L’association de patients atteints de maladie rénale Renaloo a annoncé avoir déposé plainte auprès du procureur de la République de Nancy pour « atteinte à l’intégrité du corps humain, mise en danger de la vie d’autrui et abus de faiblesse », soit trois infractions pénales.
Cette plainte vise l’hôpital privé Nancy Lorraine (groupe Elsan) qui aurait effectué, selon l’association, des dialyses « en urgence, sans nécessité médicale » entre 2018 et 2023 chez « un nombre important » de patients, ayant exposé ces derniers à des risques et des complications. « Des expertises médicales ont confirmé ces pratiques maltraitantes, mettant en danger les patients et violant leurs droits. Malheureusement, la plupart d’entre eux ignorent à ce jour les abus et agressions dont ils ont été victimes », accuse l’association dans un communiqué.
Ils souffraient d’insuffisance rénale aiguë, dont le traitement aurait dû imposer des soins médicaux, mais en aucun cas la dialyse
Renaloo
L’affaire débute au cours de l’été 2023, lorsque l’association est informée que plusieurs patients ont subi des dialyses en urgence sans nécessité médicale. Leur point commun : « ils souffraient d’insuffisance rénale aiguë, dont le traitement aurait dû imposer des soins médicaux, mais en aucun cas la dialyse », indique Renaloo. Une trentaine de patients pourraient être concernés.
La gravité de la situation a entraîné des lancements d’alerte dès le printemps 2023. Saisie par Renaloo, la Commission nationale de déontologie et d’alerte en santé publique et environnementale (CnDAspe) aurait constaté « des actes de maltraitance médicale, une mise en danger de personnes vulnérables et de graves écarts aux bonnes pratiques médicales ». Le dossier est ensuite transmis au procureur de la République de Nancy, au conseil national de l’Ordre des médecins (Cnom) et à l’Agence de biomédecine.
Encadrement des prescriptions par un néphrologue extérieur
« Malgré la gravité des faits pour lesquels ils sont mis en cause, les praticiens incriminés sont toujours en activité. La seule mesure concrète, prise par l’établissement a été la mise sous tutelle depuis novembre 2023 de toute nouvelle prescription de dialyse par un néphrologue extérieur », s’impatiente Renaloo.
Mis en cause, l'hôpital privé Nancy-Lorraine a répondu fin janvier par un communiqué exposant sa version des faits. « Au printemps 2023, des divergences au sein de l’équipe de néphrologues libéraux d’HPNL ont conduit certains praticiens à alerter la direction et à faire des signalements », peut-on lire. La direction de l’établissement explique avoir demandé une expertise indépendante sur l’organisation médicale du centre ainsi que l’audit de dossiers de patients. « L’ensemble des recommandations de l’expert indépendant ont été très rapidement mises en œuvre, avec le concours d’un professeur de néphrologie reconnu qui en assure le suivi au quotidien », assure la direction.

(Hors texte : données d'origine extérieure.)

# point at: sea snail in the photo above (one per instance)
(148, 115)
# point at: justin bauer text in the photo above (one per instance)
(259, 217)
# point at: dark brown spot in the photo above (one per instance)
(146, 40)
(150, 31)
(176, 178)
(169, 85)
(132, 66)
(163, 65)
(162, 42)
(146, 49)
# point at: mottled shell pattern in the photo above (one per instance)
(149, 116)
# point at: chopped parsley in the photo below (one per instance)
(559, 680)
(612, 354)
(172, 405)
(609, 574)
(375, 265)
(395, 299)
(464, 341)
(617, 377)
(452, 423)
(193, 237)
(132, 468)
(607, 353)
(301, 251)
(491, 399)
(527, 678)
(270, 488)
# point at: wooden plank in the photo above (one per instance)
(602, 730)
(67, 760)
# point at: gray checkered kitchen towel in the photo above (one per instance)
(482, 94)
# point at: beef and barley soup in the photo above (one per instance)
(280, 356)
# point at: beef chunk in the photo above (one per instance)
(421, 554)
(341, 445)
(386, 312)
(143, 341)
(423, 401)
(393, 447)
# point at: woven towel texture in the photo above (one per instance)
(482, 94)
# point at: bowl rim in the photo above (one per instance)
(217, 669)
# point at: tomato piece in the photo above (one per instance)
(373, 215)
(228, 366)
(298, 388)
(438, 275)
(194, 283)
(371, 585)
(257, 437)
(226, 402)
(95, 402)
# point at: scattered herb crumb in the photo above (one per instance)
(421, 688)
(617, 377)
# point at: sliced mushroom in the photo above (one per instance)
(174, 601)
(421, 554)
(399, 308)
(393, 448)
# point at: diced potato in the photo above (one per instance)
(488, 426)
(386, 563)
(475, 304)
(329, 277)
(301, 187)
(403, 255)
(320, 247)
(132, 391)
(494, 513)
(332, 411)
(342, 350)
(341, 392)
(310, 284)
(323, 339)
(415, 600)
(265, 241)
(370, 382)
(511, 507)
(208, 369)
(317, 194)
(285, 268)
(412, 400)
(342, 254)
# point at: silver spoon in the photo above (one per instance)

Le syndicats des néphrologues réagit
De son côté, le Syndicat national des néphrologues libéraux (SNL) se dit dans l'attente des résultats de l'expertise officielle, diligentée par l’ARS Grand Est sur un panel de dossiers. Et s'il s'avère que des pratiques inadaptées de la prise en charge de l’insuffisance rénale aiguë se confirment, et ont pu mettre en danger des patients insuffisants rénaux, le syndicat « condamnera avec la plus grande fermeté ces dérives qui déshonorent notre spécialité et discréditent le travail fait quotidiennement par les néphrologues libéraux dans le respect des règles de l'art et l'application des bonnes pratiques », indique son président, le Dr Christophe Goupy.
Ces soupçons de dialyses abusives interviennent dans un contexte plus large de surveillance des dépenses du secteur par les autorités. En 2020, dans son rapport public annuel, la Cour des comptes avait consacré un chapitre entier à l’insuffisance rénale chronique terminale, « une prise en charge à réformer au bénéfice des patients ». Elle pointait alors les coûts croissants et des rentes de situation persistantes en matière de dialyse.